And we have to change the anchor baby thing. Just because you slide across the border in the nick of time to spit out a kid that should not mean citizenship. If the parent isn't a citizen the baby should not be either!


----------



## dwight55 (Nov 9, 2012)

Sasquatch said:


> And we have to change the anchor baby thing. Just because you slide across the border in the nick of time to spit out a kid that should not mean citizenship.
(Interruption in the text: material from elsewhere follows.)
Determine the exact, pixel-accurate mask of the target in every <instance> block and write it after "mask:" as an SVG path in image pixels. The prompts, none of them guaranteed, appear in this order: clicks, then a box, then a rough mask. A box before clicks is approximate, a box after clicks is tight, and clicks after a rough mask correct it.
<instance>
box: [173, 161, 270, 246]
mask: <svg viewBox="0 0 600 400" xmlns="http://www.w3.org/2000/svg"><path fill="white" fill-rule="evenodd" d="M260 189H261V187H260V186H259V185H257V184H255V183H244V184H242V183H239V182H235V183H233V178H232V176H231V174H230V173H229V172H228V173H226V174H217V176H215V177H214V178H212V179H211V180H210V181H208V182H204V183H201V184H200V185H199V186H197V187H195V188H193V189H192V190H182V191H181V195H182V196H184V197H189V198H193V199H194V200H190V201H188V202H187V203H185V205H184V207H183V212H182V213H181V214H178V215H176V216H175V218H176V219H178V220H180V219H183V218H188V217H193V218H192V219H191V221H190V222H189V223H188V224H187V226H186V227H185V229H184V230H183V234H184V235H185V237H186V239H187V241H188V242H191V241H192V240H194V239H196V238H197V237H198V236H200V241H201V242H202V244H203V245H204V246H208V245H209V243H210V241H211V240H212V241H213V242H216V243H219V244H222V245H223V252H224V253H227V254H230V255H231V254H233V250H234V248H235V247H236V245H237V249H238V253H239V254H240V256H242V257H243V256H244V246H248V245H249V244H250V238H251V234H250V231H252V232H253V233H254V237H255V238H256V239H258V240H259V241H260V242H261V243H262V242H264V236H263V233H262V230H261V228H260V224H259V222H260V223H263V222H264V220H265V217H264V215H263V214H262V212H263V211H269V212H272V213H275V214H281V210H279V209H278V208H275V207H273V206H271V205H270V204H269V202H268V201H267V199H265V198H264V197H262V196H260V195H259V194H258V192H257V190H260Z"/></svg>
If the parent isn't a citizen the baby should not be either!


You are singing to the choir, my friend, . . . if you are talking to me.

The idea of a kid being a full fledged American citizen just simply because his mother dropped her calf on this side of the border is totally rediculous, . . . if not ludicrous.
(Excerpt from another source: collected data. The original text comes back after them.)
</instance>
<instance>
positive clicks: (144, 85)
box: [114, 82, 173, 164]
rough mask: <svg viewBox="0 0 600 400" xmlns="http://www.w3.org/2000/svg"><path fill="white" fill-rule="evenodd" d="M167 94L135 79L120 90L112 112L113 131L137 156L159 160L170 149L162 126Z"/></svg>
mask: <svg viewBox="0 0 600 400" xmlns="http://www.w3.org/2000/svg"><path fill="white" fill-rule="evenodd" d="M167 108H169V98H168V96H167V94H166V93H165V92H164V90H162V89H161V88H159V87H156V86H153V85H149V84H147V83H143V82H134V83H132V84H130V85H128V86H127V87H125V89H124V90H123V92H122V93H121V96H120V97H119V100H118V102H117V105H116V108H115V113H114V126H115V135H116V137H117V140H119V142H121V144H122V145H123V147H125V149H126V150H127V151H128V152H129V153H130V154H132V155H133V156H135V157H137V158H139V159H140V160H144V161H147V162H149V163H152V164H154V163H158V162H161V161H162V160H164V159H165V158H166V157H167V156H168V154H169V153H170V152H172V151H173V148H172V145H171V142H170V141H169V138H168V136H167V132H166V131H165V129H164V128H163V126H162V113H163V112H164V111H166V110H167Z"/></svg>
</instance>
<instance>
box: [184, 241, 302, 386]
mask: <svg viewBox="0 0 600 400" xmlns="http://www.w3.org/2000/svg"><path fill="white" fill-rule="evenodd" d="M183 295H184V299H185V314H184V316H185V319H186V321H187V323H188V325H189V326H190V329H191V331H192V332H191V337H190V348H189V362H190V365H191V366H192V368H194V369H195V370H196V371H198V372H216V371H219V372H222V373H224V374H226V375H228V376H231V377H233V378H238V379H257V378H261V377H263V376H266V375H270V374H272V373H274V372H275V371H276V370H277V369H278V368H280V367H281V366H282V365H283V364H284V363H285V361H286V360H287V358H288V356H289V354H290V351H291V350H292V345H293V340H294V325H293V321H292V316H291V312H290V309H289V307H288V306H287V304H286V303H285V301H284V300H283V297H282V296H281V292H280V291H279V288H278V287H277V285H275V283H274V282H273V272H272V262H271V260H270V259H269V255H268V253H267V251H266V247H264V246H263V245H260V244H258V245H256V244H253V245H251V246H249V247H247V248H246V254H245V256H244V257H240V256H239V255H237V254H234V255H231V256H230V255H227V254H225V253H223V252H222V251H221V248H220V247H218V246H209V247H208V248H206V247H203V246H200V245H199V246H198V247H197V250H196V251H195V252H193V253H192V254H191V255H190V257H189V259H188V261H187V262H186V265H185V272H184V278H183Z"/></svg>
If the parents (both of them) have valid visas, . . . and are working toward becoming citizens, . . . fine, . . . the kid gets a "temporary" citizenship. IT hinges 100% on the parents, . . . if they don't follow through, . . . the whole bunch of em gets to get back on the bus.

And while I liked Illini Warrior's idea of letting em walk back, . . . I have no qualms whatsoever about firing up the C-130's, . . . giving some of our Air Nat Guard folks some extra training, . . . destination Mexico City. Escorted by F-16's just in case someone wants to take offense to Mexico city becoming a bigger dump than it is by the sudden influx of another couple million illegals.

Then open a couple special prisons, . . . in the desert, . . . pink underwear and all, . . . for any CEO, Personnel Officer, and hiring agent (they all go to jail together) who hire ANY form of illegal alien, . . . at any time, . . . for any reason, . . . anywhere, . . . period.

About the time a couple of Fortune 500 CEO's find out that a year in the desert in pink underwear is how they are going to spend the next 365 days, . . . cell mates with their buddys who facilitated the crime, . . . I got a sneaking hunch that the labor pool for illegals will DRY UP mucho pronto quicko.

May God bless,
Dwight


----------